Parte dos moradores de ruas do Projeto Guardião também é encaminhada ao Albergue Municipal Professor Manoel Coelho Neto, localizado no Poço. Inaugurado em 2008, o Albergue Municipal recebe não só os usuários abordados pelos membros do Projeto Guardião, mas há dois anos serve como casa de passagem para centenas moradores de ruas, que formam enormes filas em frente à propriedade, a espera de uma vaga para pernoitar, assim que o local abre suas portas, às 17 horas.

“Diariamente chegamos a atender de 35 a 40 moradores de rua. Os que não possuem documentos, nós os aceitamos, mas no outro dia bem cedo ele tem que ir fazer um Boletim de Ocorrência. Nós temos que ter um controle em relação a quem passa por aqui”, contou Maria Geovânia de Almeida Graça, coordenadora e responsável pela administração do albergue público.

“Infelizmente, nem todo mundo consegue vaga. Mas aí encaminhamos para outros projetos e Organizações Não Governamentais. Algumas particulares aceitam uns usuários, mas não são todas”, revelou Maria Geovânia.
O albergue possui quatro quartos. Três alas masculinas e uma feminina. De acordo com a coordenadora, a maior procura por vaga no albergue é do sexo masculino. “A mulher tem um maior laço afetivo, tende a preferir ficar com a família”, disse. Após a saga pela conquista de uma vaga, os moradores de rua são assistidos por 16 funcionários.

Com direito a toalha, tomar banho com sabonete, horário de jantar, espaço de recreação com aparelho de televisão, o albergue possibilita ao morador de rua uma noite mais segura, quente e tranquila. “Tem muitos aí que querem fazer aqui como hotel. Mas a gente tem que devolver eles para a cidade deles e encaminhá-los para um lar fixo”, disse Maria Geovânia.

“Existem atividades educativas, exibição de vídeos, aula de desenho. Futuramente contaremos com uma equipe que ensinará a confecção de produtos com garrafas pet, mas eles chegam tão cansados que normalmente querem comer, tomar banho e dormir”, salientou a coordenadora.

SONHOS - Como toda regra, há exceções. É o caso de Alan, que aproveitava o momento de entretenimento para conversar com a psicóloga Marisa Lima Brandão. Há dois anos realizando atendimentos no albergue, Marisa afirma que muitos dos moradores de rua realizam planos, possuem expectativas de vida, querem casar e até constituir família.

“Nós realizamos uma entrevista onde fazemos o levantamento dos possíveis motivos daquela pessoa estar na rua. Grande parte dos problemas é vem das drogas. Aquelas pessoas que estão acostumadas na rua, acham isso aqui um céu, um paraíso. Mas para quem tinha toda uma vida, e veio parar aqui, o local é um inferno”, disse.

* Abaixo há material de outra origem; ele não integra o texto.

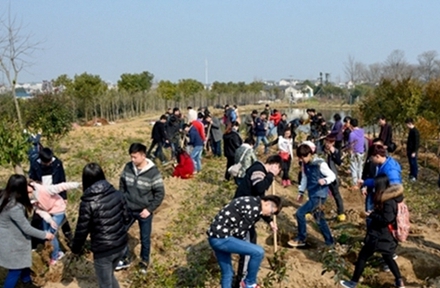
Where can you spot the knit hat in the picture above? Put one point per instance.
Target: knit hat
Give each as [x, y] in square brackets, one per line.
[192, 115]
[310, 144]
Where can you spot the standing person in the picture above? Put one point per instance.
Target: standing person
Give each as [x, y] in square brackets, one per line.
[386, 132]
[159, 138]
[412, 149]
[237, 114]
[285, 150]
[267, 111]
[104, 215]
[379, 237]
[142, 185]
[245, 155]
[333, 159]
[215, 134]
[231, 142]
[52, 208]
[257, 180]
[281, 127]
[275, 119]
[346, 129]
[173, 127]
[196, 146]
[49, 170]
[315, 178]
[369, 171]
[337, 131]
[15, 230]
[293, 125]
[260, 132]
[185, 165]
[228, 230]
[250, 123]
[357, 149]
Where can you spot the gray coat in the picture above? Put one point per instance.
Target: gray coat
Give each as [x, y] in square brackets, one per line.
[216, 132]
[15, 244]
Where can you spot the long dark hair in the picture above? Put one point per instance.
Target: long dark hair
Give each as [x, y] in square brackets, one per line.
[92, 173]
[381, 183]
[16, 191]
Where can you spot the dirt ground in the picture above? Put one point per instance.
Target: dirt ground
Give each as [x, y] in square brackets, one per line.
[419, 257]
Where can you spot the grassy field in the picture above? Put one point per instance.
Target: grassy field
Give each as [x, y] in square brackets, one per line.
[181, 256]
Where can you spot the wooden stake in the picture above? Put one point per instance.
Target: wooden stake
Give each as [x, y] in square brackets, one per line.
[275, 234]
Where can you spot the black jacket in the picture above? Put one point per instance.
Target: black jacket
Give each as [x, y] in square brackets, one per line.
[255, 182]
[379, 237]
[413, 142]
[102, 213]
[231, 141]
[58, 174]
[158, 132]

As noites dormidas nas ruas, que para os desabrigados parecem eternas e incansáveis, no conforto do albergue o tempo passa mais ligeiro. Às sete horas da manhã todos os usuários tomam café da manhã e precisam deixar a “fortaleza” que tem suas portas fechadas para mais um dia de manutenção. Em novembro o albergue passará a funcionar 24 horas por dia. Com direito a almoço e lanche. Com o funcionamento em tempo integral, mais moradores de rua terão chances de uma boa dormida, alimentação e a mínima sensação de segurança.

Insegurança toma conta das ruas em 2010

A Polícia Militar de Alagoas registrou neste ano, mais de 20 homicídios de moradores de rua. Geralmente mortos a pauladas, pedradas ou até queimados, a Polícia Civil do Estado chegou a especular de que os desabrigados estivessem sendo alvo de um grupo de extermínio. Quase todas as mortes foram cometidas por arma de fogo, mas em alguns casos os crimes as armas brancas aparecem e prejudicam as investigações. Já que as mortes passam a ser associadas ao acerto de contas, na maioria das vezes, por drogas, mas também mulheres e alimentos.

Para saber o que está acontecendo foi criada uma comissão comandada pela delegada Rebecca Cordeiro. Em paralelo, o Ministério Público Estadual também entrou na investigação. O Grupo Estadual de Combate ao Crime Organizado (Gecoc) passou a mapear os crimes e ainda não apresentou uma solução, ou mesmo a presença de justiceiros. O que é fato é que mesmo com tantos interessados, as investigações continuam acontecendo lentamente deixando a vida dos moradores de rua cada vez mais vulneráveis.